Sejauh ini tercatat ada beberapa bank yang segera diakuisisi. Antara lain Bank ANK dan Bank Swadesi yang rencananya akan diambil alih oleh Bank Commonwealth dan Bank of India. Begitu juga dengan para pemegang saham Bank Haga dan Bank Hagakita yang telah menyepakati diakuisisi oleh Rabobank International, salah satu bank koperasi asal negeri Belanda.

 

Peta perbankan Indonesia 

 

Aset Bank

Jumlah

> Rp 50 triliun

5

 

43

Rp 1 – 10 triliun

58

Rp 10 – 50 triliun

24

Jenis Bank

 

Persero

5

Swasta devisa

35

Swasta non devisa

36

Asing

11

Campuran

17

BPD

26

Sumber: Diolah dari berbagai sumber

 

Fenomena seperti ini kata Muliaman tidak perlu dikhawatirkan. Karena menurutnya,  saat investor asing itu mengajukan izin, bank sentral selalu menanyakan hal-hal yang menyangkut tujuan dan komitmen mereka dalam mengembangkan industri perbankan nasional. Investor asing juga harus siap menerima risiko jika melanggar komitmen ungkap Muliaman.

 

Insentif Merger

Jauh sebelumnya, isu yang beredar di lapangan menyebutkan sejumlah insentif akan diberikan BI kepada bank-bank berkurang Rp 80 miliar dalam langkah merger dengan bank lain.
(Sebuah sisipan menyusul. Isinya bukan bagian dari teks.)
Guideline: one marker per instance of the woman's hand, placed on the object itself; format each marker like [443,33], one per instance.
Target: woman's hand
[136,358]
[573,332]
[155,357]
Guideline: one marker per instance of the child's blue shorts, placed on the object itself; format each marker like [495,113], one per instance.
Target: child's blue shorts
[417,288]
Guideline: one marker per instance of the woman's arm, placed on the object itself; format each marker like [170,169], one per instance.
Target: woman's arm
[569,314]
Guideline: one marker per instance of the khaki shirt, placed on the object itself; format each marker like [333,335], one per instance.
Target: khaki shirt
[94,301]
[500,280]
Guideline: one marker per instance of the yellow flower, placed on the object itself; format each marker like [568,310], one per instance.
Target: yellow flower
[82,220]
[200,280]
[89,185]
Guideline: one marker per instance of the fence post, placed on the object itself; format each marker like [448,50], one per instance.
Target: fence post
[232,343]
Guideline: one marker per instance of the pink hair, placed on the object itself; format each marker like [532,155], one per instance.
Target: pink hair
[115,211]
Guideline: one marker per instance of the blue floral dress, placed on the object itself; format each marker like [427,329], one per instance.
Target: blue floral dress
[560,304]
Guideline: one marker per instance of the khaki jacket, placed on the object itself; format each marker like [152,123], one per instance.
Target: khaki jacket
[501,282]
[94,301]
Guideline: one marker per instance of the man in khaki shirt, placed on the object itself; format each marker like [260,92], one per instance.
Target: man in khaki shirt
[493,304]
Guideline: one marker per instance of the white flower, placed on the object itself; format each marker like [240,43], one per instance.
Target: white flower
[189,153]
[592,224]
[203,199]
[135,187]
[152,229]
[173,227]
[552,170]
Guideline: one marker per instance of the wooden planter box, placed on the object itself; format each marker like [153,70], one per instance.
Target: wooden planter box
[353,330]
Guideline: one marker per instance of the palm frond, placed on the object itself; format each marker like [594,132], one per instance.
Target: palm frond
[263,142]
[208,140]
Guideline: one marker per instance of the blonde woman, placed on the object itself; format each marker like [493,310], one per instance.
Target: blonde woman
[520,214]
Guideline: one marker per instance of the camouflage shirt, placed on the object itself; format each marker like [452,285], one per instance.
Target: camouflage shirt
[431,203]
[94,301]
Adapun insentif yang dimaksud seperti pungutan pajak pertambahan nilai (PPN) dan pajak penghasilan (PPh) akan dibebaskan BI dalam proses akuisisi antar bank.

 

Selanjutnya, kemudahan perizinan juga akan diberikan dalam pendirian cabang baru oleh bank hasil merger tersebut. Begitupula izin pengeluaran produk-produk oleh bank hasil meger tidak akan dipersulit BI. Namun bentuk produk itu tidak boleh bertentangan dengan ketentuan bank sentral.

 

Terakhir, BI akan menawarkan keringanan dalam penerapan giro wajib minimum (GWM) kepada bank hasil merger. Begitupula ketentuan net open position (NOP) akan diterapkan lebih fleksibel kepada mereka.

Dalam Arsitektur Perbankan Indonesia (API), Bank Indonesia (BI) mensyaratkan pemenuhan modal minimum Rp 80 miliar pada 2007. Terkait dengan hal itu, BI memberi batas waktu hingga akhir 2007 bagi bank-bank yang bermodal di bawah Rp 80 miliar untuk segera merger.

 

Ketentuan API juga mensyaratkan, bagi bank yang modalnya di bawah Rp 100 miliar, batas waktu untuk merger ditetapkan BI sebelum akhir 2010. Data terakhir BI menyebutkan sebanyak 41 bank dari 131 bank, tercatat masih memiliki modal di bawah Rp 100 miliar miliar. Jika syarat-syarat ini tidak dipenuhi, BI akan memberikan status bank dengan kegiatan terbatas bagi bank-bank tersebut.

 

Demikian disampaikan Muliaman D Hadad yang baru saja ditetapkan oleh DPR menjadi Deputi Gubernur BI di sela-sela Lokakarya Arsitektur Sistem Finansial Indonesia di Jakarta, Kamis (14/12).

 

Ia menegaskan, jika sebuah bank umum memperoleh status bank dengan kegiatan terbatas, maka predikat itu akan disandang bank tersebut selamanya. Wilayah operasionalnya pun dibatasi, hanya di provinsi saja dan tidak diperbolehkan memiliki kantor cabang di provinsi lain.

 

Selain itu, lanjut Muliaman kredit yang disalurkan oleh bank dengan kegiatan terbatas, maksimum hanya Rp 500 juta per nasabah. Begitu juga dengan jumlah dana pihak ketiga yang dihimpun oleh bank yang bersangkutan, dimana  tidak boleh melebihi sepuluh kali modal inti yang dimiliki. Jika status banknya adalah bank devisa, maka status devisa itu akan dicabut, tegasnya.